After years of development in China, blogs have finally shown their power as a grassroots media outlet of netizens, especially after May 12, said Peng Bo, Deputy Director of the Internet Bureau of the Information Office under the State Council of China, at a convention on the development of new media held in Beijing on May 20.

According to him, after the Wenchuan earthquake, the blogs in Tencent, Sina, NetEase and Sohu, four of major websites in China, totaled 2.33 million with 2.36 billion page views and 613.2 billion posts by then. The number of news reports of these four websites during the same period, meanwhile, totaled 130,000.

"This shows that the influence of blogs or podcasts has exceeded Web news and forums," Peng said.

Min Dahong, a researcher of the Media Research Institute of the Chinese Academy of Social Sciences (CASS), said in an article on sina.com that blogging has played an important role in information dissemination and communication after the quake, becoming a major supplement to the reports of mainstream media.
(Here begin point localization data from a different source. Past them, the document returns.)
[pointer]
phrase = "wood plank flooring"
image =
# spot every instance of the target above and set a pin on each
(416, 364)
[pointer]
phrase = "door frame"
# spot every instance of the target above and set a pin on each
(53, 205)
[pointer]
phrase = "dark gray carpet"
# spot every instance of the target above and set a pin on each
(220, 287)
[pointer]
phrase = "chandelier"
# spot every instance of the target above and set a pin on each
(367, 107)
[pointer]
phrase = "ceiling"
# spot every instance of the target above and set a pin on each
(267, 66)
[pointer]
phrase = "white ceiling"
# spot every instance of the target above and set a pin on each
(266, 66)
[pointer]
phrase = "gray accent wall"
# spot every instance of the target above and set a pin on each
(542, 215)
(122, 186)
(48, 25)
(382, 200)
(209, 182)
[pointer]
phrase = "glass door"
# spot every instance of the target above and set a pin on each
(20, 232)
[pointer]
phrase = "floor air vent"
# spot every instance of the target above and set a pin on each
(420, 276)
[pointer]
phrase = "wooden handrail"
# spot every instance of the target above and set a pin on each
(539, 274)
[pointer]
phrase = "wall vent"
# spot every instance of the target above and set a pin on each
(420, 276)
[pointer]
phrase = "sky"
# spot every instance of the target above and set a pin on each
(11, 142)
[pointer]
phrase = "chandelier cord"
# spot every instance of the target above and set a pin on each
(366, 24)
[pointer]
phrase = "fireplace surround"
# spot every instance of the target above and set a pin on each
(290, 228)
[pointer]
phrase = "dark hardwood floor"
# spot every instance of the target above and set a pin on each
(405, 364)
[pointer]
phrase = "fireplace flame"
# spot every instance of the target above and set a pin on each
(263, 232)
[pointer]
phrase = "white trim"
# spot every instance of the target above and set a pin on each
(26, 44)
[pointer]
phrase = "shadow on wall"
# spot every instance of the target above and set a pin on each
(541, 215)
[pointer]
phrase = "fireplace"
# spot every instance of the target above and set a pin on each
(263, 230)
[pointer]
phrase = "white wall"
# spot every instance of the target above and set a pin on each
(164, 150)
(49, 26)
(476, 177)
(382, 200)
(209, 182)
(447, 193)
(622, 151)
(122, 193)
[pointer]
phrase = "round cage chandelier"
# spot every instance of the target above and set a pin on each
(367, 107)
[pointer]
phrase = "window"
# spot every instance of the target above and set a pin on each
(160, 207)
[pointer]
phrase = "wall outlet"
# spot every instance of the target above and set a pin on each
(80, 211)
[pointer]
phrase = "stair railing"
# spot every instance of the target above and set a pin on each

"The nature of a blog is a participation-style medium and this has been clearly shown in the after-quake reports this time," Min said.

Part of life

Since 2002 when blogs first appeared in China, blogging has been a major part of many people's lives. Most celebrities have opened their blogs in big portal websites, but ordinary people have also established a home online. Here they share thoughts, experiences and pictures, and with peer pressure blogs are now almost essential for young Chinese.

"Generally speaking, blogging helps anyone express their intellect and creativity through the platform of the Internet," Fang Xingdong, Founder and CEO of blogchina.com, one of the earliest blog websites in China, explains his understanding of blogs.

According to his website, the number of blogs in China in 2002 was less than 10,000. One year later the number rose to 200,000. And in 2005, blogging began to spread among ordinary Chinese, with bloggers accounting for around 10 percent of the total netizens in China at that time

A report issued in the end of 2007 by the China Internet Network Information Center (CNNIC), the state network information center, said that up to November 2007, the number of bloggers in China had reached some 47 million, which means one in every four Chinese netizens has a blog.

The CNNIC report also said that 47 percent of the bloggers write to record their personal feelings. But it also exposed that nearly 60 percent of netizens that have been surveyed do not believe blog contents.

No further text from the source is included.